Dr. Zachariah Zachariah, a Fort Lauderdale cardiologist who chairs the Florida Board of Medicine, expressed surprise when told that a Florida physician prescribed the drug that Woliner received from U.S. Injectables.
“You cannot do that,” he said. “It’s against the law to do Internet prescribing without actually examining the patient.”
He said online pharmacies present a challenge for regulators. “Usually it takes a while to track them down, if you can find them at all,” he said.
The medical board has disciplined a number of doctors for prescribing to patients they never saw. Sometimes they have first been to court on criminal charges. One was Dr. David M. Kenton of Boca Raton, whose license was suspended in 2011 after he pleaded guilty to federal felony charges that he wrote prescriptions for imitation Viagra pills. He was allowed to resume practicing on probation, which will last until June 2014, state records show.
Woliner, who filed the complaint against U.S. Injectables and Dr.
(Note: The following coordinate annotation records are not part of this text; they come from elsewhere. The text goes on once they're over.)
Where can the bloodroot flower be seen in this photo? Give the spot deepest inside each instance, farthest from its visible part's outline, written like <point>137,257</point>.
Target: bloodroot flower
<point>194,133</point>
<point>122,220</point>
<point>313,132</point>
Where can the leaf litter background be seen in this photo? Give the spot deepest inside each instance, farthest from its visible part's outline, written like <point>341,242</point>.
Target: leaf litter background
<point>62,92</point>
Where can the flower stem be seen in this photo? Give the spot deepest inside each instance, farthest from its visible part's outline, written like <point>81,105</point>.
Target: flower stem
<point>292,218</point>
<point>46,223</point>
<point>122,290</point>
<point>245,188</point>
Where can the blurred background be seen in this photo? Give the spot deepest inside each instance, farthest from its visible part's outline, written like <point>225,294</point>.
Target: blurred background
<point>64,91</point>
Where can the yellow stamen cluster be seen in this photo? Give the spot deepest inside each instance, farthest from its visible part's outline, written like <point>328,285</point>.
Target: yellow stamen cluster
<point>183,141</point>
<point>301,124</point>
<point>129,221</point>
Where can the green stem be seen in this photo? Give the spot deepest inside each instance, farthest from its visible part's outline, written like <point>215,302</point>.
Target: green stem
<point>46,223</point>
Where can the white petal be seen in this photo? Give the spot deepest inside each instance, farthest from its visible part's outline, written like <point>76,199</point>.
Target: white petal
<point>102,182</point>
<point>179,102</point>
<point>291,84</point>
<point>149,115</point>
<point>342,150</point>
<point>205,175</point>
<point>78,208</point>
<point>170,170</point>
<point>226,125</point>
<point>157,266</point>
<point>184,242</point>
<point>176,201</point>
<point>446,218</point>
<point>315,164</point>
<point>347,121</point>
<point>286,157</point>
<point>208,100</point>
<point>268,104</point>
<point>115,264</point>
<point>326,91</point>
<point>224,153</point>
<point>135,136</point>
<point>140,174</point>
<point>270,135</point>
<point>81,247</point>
Stewart, contends that state regulators are not aggressive or energetic enough going after pharmacies and physicians that break the rules. He says state staffers throw out too many potential disciplinary cases before they ever reach the Board of Medicine or the Board of Pharmacy.
Carr, the DOH spokeswoman, said in a written statement that the agency takes disciplinary complaints seriously.
“When a complaint is filed with the Department, it is thoroughly investigated and prosecuted if found legally sufficient,” she said. “The Department works in concert with the Board of Pharmacy to ensure that all medications in Florida, including compounded medications, are safe.”